Publica, one of Switzerland’s largest pension funds, will reduce pension promises for future retirees with effect from January 2019.
The CHF38bn (€35bn) pension fund for federal employees in Switzerland yesterday announced that it would cut its technical rate and conversion rate with effect from 1 January 2019.
In doing so, it followed moves made by other Swiss pension funds seeking to shore up their long-term financial stability in the face of the country’s ultra-low interest rate environment.
Publica said it would cut the technical rate (technischer Zinssatz), which is applied to active members’ accrued assets, from 2.75% to 2% for its open pension schemes, and from 2.5% to 1.25% for closed schemes.
Publica is a collective institution comprising 20 schemes, seven of which are closed and 13 open.
The conversion rate (Umwandlungssatz), which is used to calculate members’ pension payout levels, would be lowered from 5.65% to 5.09%, Publica announced.
The pension fund said it took the decision with a view to securing benefits over the long term, and that “realistic” technical parameters were part of the measures the fund was focussing on to respond to the continued low interest rate environment and declining return expectations.

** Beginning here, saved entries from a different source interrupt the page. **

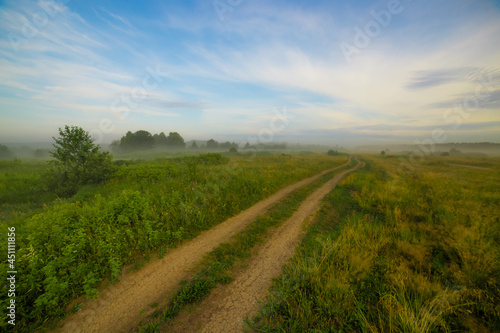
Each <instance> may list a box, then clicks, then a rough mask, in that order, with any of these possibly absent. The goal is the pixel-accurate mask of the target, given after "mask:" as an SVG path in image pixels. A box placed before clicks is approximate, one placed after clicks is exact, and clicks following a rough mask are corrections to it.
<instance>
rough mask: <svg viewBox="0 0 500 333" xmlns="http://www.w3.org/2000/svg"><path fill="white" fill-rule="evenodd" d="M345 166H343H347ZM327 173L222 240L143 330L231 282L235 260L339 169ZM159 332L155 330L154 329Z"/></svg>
mask: <svg viewBox="0 0 500 333" xmlns="http://www.w3.org/2000/svg"><path fill="white" fill-rule="evenodd" d="M345 168H347V167H344V168H342V169H345ZM342 169H339V170H335V171H331V172H328V173H326V174H325V175H323V176H322V177H321V178H320V179H318V180H316V181H314V182H312V183H311V184H308V185H306V186H304V187H302V188H300V189H297V190H295V191H294V192H293V193H291V194H290V195H288V196H287V198H286V199H283V200H282V201H281V202H279V203H277V204H275V205H274V206H273V207H271V208H270V209H269V210H268V212H267V213H266V214H264V215H262V216H260V217H259V218H258V219H257V220H255V221H254V222H253V223H252V224H250V225H249V226H248V227H247V228H246V229H245V230H243V231H242V232H240V233H238V234H237V235H235V236H234V237H233V239H232V241H231V242H230V243H223V244H221V245H219V246H218V247H217V248H216V249H215V250H213V251H211V252H210V253H208V254H207V255H206V256H205V259H204V261H203V264H202V268H201V269H200V270H199V272H198V273H197V274H196V275H194V276H193V278H192V279H191V280H190V281H183V282H182V283H181V289H179V290H178V291H177V292H176V293H175V295H174V296H173V298H172V299H171V300H170V301H169V302H168V305H167V307H166V309H165V311H163V313H161V312H160V311H156V312H155V313H154V314H153V317H157V318H158V317H159V319H156V320H150V321H148V322H143V323H141V324H139V327H140V329H141V332H153V331H154V330H152V328H151V327H159V326H158V324H159V323H160V322H164V323H168V322H170V321H171V320H172V319H174V318H175V317H176V316H177V315H178V314H179V313H180V311H181V310H182V309H183V308H184V307H186V306H187V305H190V304H197V303H198V302H200V301H201V300H202V299H204V298H205V297H207V296H208V295H209V294H210V291H211V290H212V289H213V288H215V287H216V286H217V285H219V284H222V285H224V284H228V283H230V282H232V280H233V278H232V274H231V270H232V269H233V267H234V265H235V264H236V263H240V264H241V263H243V262H244V261H245V260H246V259H248V258H250V257H251V255H252V249H253V248H254V247H255V246H256V245H257V244H260V243H262V242H263V240H264V239H265V238H266V235H268V233H269V230H270V228H272V227H276V226H279V225H280V224H281V223H283V222H284V221H286V220H287V219H288V218H290V217H291V216H292V215H293V213H294V212H295V211H296V210H297V208H298V207H299V206H300V204H301V203H302V201H304V200H305V199H306V198H307V196H309V195H310V194H311V193H312V192H313V191H314V190H315V189H317V188H318V187H320V186H321V185H322V184H324V183H326V182H327V181H328V180H330V179H331V178H332V177H333V175H334V174H336V173H338V172H339V171H340V170H342ZM154 332H156V331H154Z"/></svg>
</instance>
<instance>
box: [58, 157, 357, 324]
mask: <svg viewBox="0 0 500 333" xmlns="http://www.w3.org/2000/svg"><path fill="white" fill-rule="evenodd" d="M348 163H349V162H347V163H345V164H343V165H341V166H338V167H336V168H334V169H330V170H326V171H323V172H321V173H319V174H317V175H316V176H313V177H310V178H307V179H304V180H302V181H300V182H298V183H295V184H293V185H290V186H288V187H286V188H284V189H282V190H280V191H279V192H277V193H275V194H274V195H272V196H271V197H269V198H267V199H265V200H262V201H260V202H258V203H257V204H255V205H254V206H252V207H250V208H248V209H247V210H245V211H243V212H241V213H240V214H238V215H236V216H234V217H232V218H230V219H228V220H226V221H225V222H223V223H221V224H219V225H217V226H215V227H214V228H212V229H210V230H208V231H205V232H203V233H202V234H201V235H200V236H198V237H197V238H195V239H193V240H191V241H188V242H186V243H185V244H183V245H181V246H180V247H178V248H176V249H172V250H170V251H169V252H168V253H167V254H166V256H165V257H163V258H162V259H159V260H155V261H153V262H150V263H148V264H146V265H145V266H144V267H143V268H142V269H141V270H139V271H135V272H131V273H127V274H124V275H123V276H122V277H121V279H120V281H119V282H118V283H116V284H115V285H110V286H108V287H106V288H104V290H103V291H102V292H101V293H100V294H99V296H98V298H97V299H95V300H88V301H85V302H84V304H83V306H82V308H81V309H80V310H79V311H78V312H77V313H76V314H74V315H70V316H69V317H68V318H67V319H66V320H65V321H64V322H63V323H62V324H61V326H60V327H59V328H58V329H56V332H71V333H79V332H82V333H83V332H96V333H107V332H113V333H114V332H117V333H118V332H130V331H132V330H133V329H134V328H135V327H136V326H137V324H138V323H139V322H140V321H141V320H142V319H144V317H145V316H146V315H147V314H149V313H151V312H152V311H153V309H151V307H150V305H151V304H153V303H158V304H160V305H162V304H164V303H165V299H166V298H167V296H169V295H171V294H173V292H174V291H175V290H177V289H178V287H179V282H181V281H182V280H184V279H186V278H188V277H189V276H190V271H191V270H193V268H195V267H196V265H197V264H198V263H199V262H200V261H201V260H202V259H203V256H204V255H205V253H207V252H210V251H212V250H213V249H214V248H216V247H217V246H218V245H219V244H220V243H222V242H225V241H228V240H229V239H230V238H231V236H233V235H235V234H236V233H238V232H240V231H242V230H243V229H244V228H245V227H246V226H247V225H248V224H249V223H251V222H252V221H254V220H255V219H256V218H257V217H258V216H259V215H261V214H263V213H265V212H266V210H267V209H268V208H269V207H271V206H272V205H274V204H275V203H277V202H278V201H280V200H281V199H283V198H284V197H286V196H287V195H288V194H290V193H291V192H293V191H294V190H296V189H298V188H300V187H302V186H305V185H307V184H309V183H311V182H313V181H315V180H316V179H318V178H319V177H321V176H322V175H324V174H325V173H326V172H329V171H332V170H335V169H338V168H341V167H343V166H345V165H347V164H348ZM220 332H223V331H220Z"/></svg>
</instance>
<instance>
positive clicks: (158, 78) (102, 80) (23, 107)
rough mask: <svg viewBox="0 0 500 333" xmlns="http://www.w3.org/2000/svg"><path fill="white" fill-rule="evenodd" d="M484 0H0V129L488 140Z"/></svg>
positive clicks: (498, 47) (395, 143) (493, 88)
mask: <svg viewBox="0 0 500 333" xmlns="http://www.w3.org/2000/svg"><path fill="white" fill-rule="evenodd" d="M499 35H500V2H499V1H491V0H481V1H472V0H467V1H461V2H460V3H457V2H454V1H449V0H448V1H441V2H438V3H436V2H432V1H429V0H427V1H418V2H415V1H413V2H412V1H410V0H404V1H397V0H388V1H387V0H386V1H376V2H375V3H372V2H369V1H361V2H356V3H351V2H342V3H340V4H339V3H331V2H329V1H326V0H325V1H315V2H313V3H310V2H303V1H297V0H296V1H276V2H273V3H272V4H270V3H268V2H264V1H252V2H250V1H244V0H238V1H227V0H214V1H212V0H210V1H201V0H199V1H195V0H192V1H185V2H182V3H178V2H167V3H165V2H159V1H146V2H141V3H140V4H139V3H123V2H118V1H115V0H108V1H105V2H101V1H99V2H98V1H87V2H84V3H83V2H78V1H67V0H65V1H60V2H56V1H49V0H40V1H27V0H21V1H12V0H11V1H5V2H3V3H2V4H1V5H0V78H2V80H1V81H0V143H8V142H10V143H16V142H18V143H24V142H26V143H28V142H47V143H50V142H51V141H52V137H53V136H57V134H58V128H60V127H64V126H65V125H75V126H80V127H82V128H84V129H85V130H87V131H89V132H90V133H92V134H93V136H94V137H95V138H96V140H97V142H98V143H100V144H104V145H106V144H109V143H110V142H111V141H113V140H117V139H119V138H120V137H121V136H123V135H125V133H126V132H127V131H132V132H135V131H137V130H147V131H149V132H151V133H152V134H154V133H160V132H165V133H169V132H179V133H180V134H181V135H182V136H183V137H184V139H185V140H186V141H191V140H202V139H203V140H208V139H215V140H217V141H235V142H237V143H240V142H247V141H249V142H250V143H253V142H255V143H271V142H273V143H274V142H289V143H290V144H295V143H296V142H300V143H301V144H318V145H330V146H335V145H338V146H351V147H353V146H361V145H367V144H373V145H379V144H382V145H384V144H388V145H390V144H419V143H423V144H439V143H453V142H492V143H500V112H499V111H500V63H499V62H498V59H500V44H498V43H497V39H498V36H499Z"/></svg>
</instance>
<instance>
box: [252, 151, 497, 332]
mask: <svg viewBox="0 0 500 333" xmlns="http://www.w3.org/2000/svg"><path fill="white" fill-rule="evenodd" d="M364 158H365V162H366V166H365V167H364V168H362V169H360V170H359V171H357V172H356V173H353V174H351V175H349V176H348V177H346V179H345V180H343V181H342V182H341V183H340V184H339V186H337V188H336V189H335V190H333V191H332V192H331V193H330V194H329V195H328V196H327V197H326V198H325V200H324V206H323V208H322V210H321V211H320V212H319V214H318V215H317V217H316V220H315V222H314V224H313V225H312V226H311V228H310V229H309V231H308V233H307V235H306V236H305V238H304V239H303V241H302V244H301V245H300V247H299V248H298V250H297V252H296V255H295V256H294V258H293V260H292V261H291V262H290V263H289V264H288V265H287V266H286V267H285V268H284V273H283V275H282V277H280V278H279V279H277V280H276V281H275V282H274V283H273V286H272V288H271V293H270V296H269V297H268V299H267V301H266V302H265V303H264V304H263V305H262V307H261V310H260V312H259V313H258V315H256V316H255V317H253V318H249V319H247V321H246V325H247V327H248V328H249V329H250V330H251V331H257V332H457V331H460V332H493V331H500V207H499V206H500V191H499V189H500V159H499V158H460V157H427V158H426V159H425V160H423V161H420V163H418V164H417V165H415V167H414V169H412V170H409V169H405V168H402V167H401V161H400V159H399V158H397V157H393V158H387V157H385V158H384V157H382V156H365V157H364Z"/></svg>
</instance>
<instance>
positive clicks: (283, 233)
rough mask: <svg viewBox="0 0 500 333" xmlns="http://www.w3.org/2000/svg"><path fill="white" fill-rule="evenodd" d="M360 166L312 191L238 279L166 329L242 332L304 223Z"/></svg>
mask: <svg viewBox="0 0 500 333" xmlns="http://www.w3.org/2000/svg"><path fill="white" fill-rule="evenodd" d="M359 166H361V163H358V165H356V166H355V167H354V168H352V169H350V170H346V171H343V172H341V173H339V174H338V175H336V176H335V177H334V178H333V179H331V180H330V181H328V182H327V183H326V184H324V185H323V186H322V187H320V188H319V189H317V190H316V191H315V192H314V193H312V194H311V195H310V196H309V197H308V198H307V199H306V200H305V201H304V202H302V204H301V205H300V207H299V209H298V210H297V211H296V212H295V214H294V215H293V216H292V217H291V218H290V219H288V220H287V221H286V222H285V223H283V225H282V226H281V227H280V228H279V229H278V230H276V232H275V233H274V234H273V235H272V236H271V237H270V239H269V240H268V241H267V242H266V243H265V244H263V245H262V247H260V248H259V249H258V254H257V255H255V256H253V257H252V258H251V259H249V262H248V267H246V268H245V270H244V271H243V272H240V273H239V274H238V275H237V276H236V277H235V280H234V281H233V282H232V283H230V284H228V285H225V286H221V287H219V288H217V289H216V290H214V291H212V293H211V294H210V296H209V297H208V298H206V299H205V300H203V301H202V302H201V303H200V305H199V306H198V307H197V308H196V310H194V311H193V312H191V313H183V314H182V315H181V316H179V317H178V318H177V319H175V320H174V321H173V323H172V324H171V325H169V326H167V327H165V328H164V330H163V332H179V333H181V332H182V333H186V332H203V333H208V332H214V333H220V332H241V331H243V326H242V324H243V320H244V318H246V317H249V316H252V315H254V314H255V313H256V312H257V310H258V309H259V305H258V301H262V300H264V299H265V297H266V294H267V290H268V289H269V287H270V286H271V283H272V279H273V278H276V277H278V276H280V275H281V272H282V266H283V265H284V264H285V263H286V261H287V260H288V259H290V258H291V257H292V256H293V254H294V250H295V247H296V246H297V245H298V243H299V241H300V239H301V236H302V233H303V226H304V223H306V221H308V219H309V218H310V217H312V216H313V215H314V214H315V212H316V211H317V210H318V209H319V208H320V204H321V200H322V199H323V197H324V196H325V195H326V194H328V193H329V192H330V191H331V190H333V189H334V188H335V186H336V185H337V183H338V182H339V181H340V180H341V179H342V177H344V175H345V174H347V173H348V172H351V171H353V170H355V169H356V168H358V167H359Z"/></svg>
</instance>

It said it would specify by the middle of the year how the benefit cuts associated with the new technical parameters should at a minimum be “cushioned”. It is up to the open schemes’ decision-making bodies – comprising employee and employer representatives – to decide which measures can be implemented to offset the effect of the lower conversion rate for their respective members.
Under the intensely contested “Altersvorsorge 2020” (AV2020) pensions reform that was recently agreed in parliament, the minimum conversion rate is due to be lowered from 6.8% to 6% for those assets accrued based on the absolute minimum contribution required under the second pillar law.
The question of how this should be offset was one of the most hotly debated aspects of the reform.
Publica announced the future technical parameters in the context of its official annual results.
These largely confirmed preliminary figures released in January, with Publica saying that its industrialised and emerging market investments were the main drivers of its strong performance in 2016, and that Swiss real estate was one of the successful asset classes as its holdings gained 10%.